Within the discipline of ecology, researchers work at five broad levels, sometimes discretely and sometimes with overlap: organism, population, community, ecosystem, and biosphere.

Let’s take a look at each level.

  • Organism: Organismal ecologists study adaptations, beneficial features arising by natural selection, that allow organisms to live in specific habitats. These adaptations can be morphological, physiological, or behavioral.
  • Population: A population is a group of organisms of the same species that live in the same area at the same time. Population ecologists study the size, density, and structure of populations and how they change over time.
  • Community: A biological community consists of all the populations of different species that live in a given area. Community ecologists focus on interactions between populations and how these interactions shape the community.
  • Ecosystem: An ecosystem consists of all the organisms in an area, the community, and the abiotic factors that influence that community. Ecosystem ecologists often focus on the flow of energy and recycling of nutrients.
  • Biosphere: The biosphere is planet Earth, viewed as an ecological system. Ecologists working at the biosphere level may study global patterns—for example, climate or species distribution—interactions among ecosystems, and phenomena that affect the entire globe, such as climate change.
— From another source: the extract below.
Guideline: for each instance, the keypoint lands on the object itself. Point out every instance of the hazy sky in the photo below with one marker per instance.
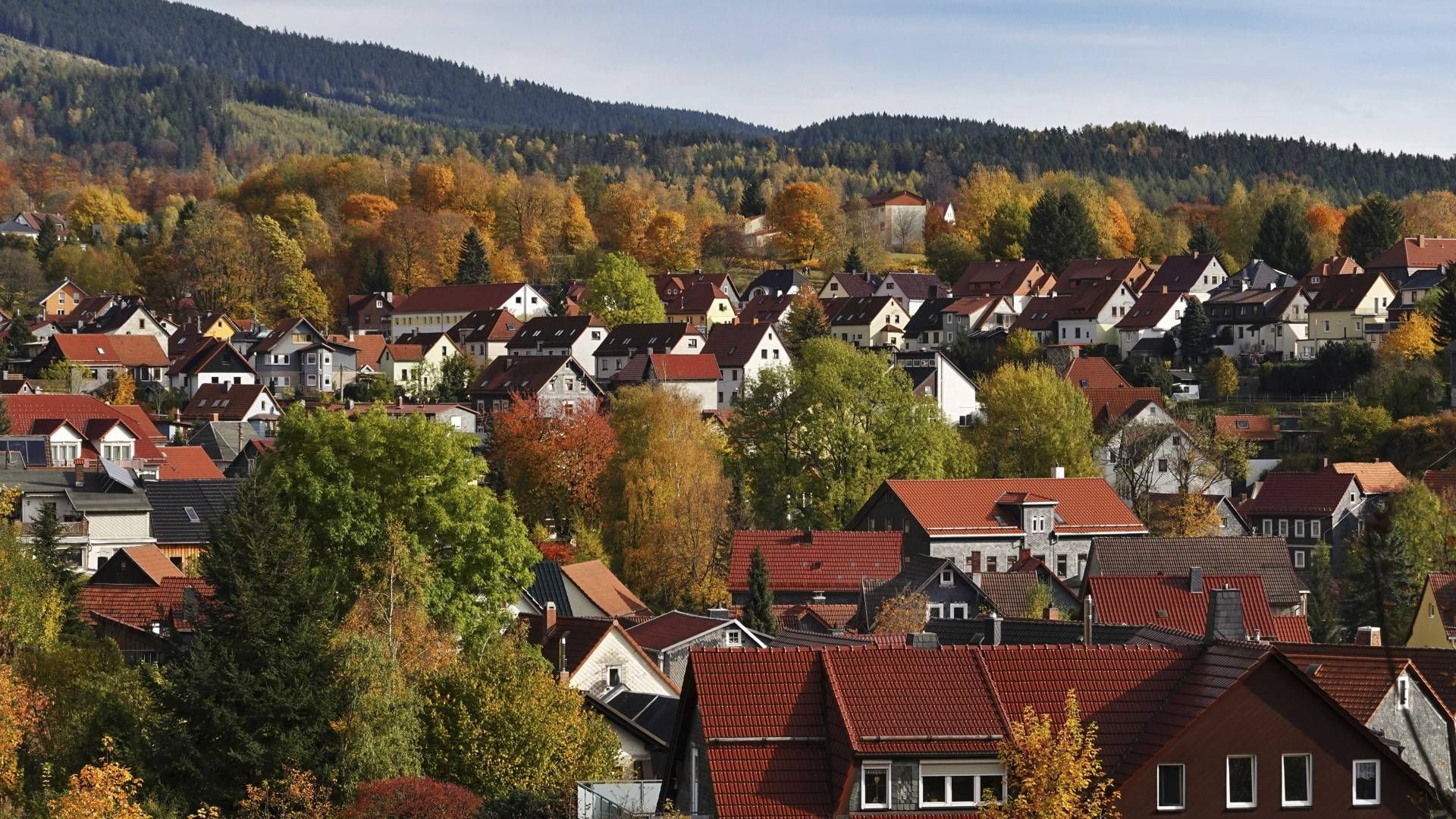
(1369, 72)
The five levels of ecology are listed above from small to large. They build progressively—populations are made up of individuals; communities are made up of populations; ecosystems are made up of a community plus its environment; and so forth. Each level of organization has emergent properties, new properties that are not present in the level’s component parts but emerge from these parts’ interactions and relationships.

The levels of ecological study offer different insights into how organisms interact with each other and the environment. I like to think of these levels as magnifying glasses of different strengths. If you really want to get what’s going on in a particular ecological system, you’ll likely want to use more than one!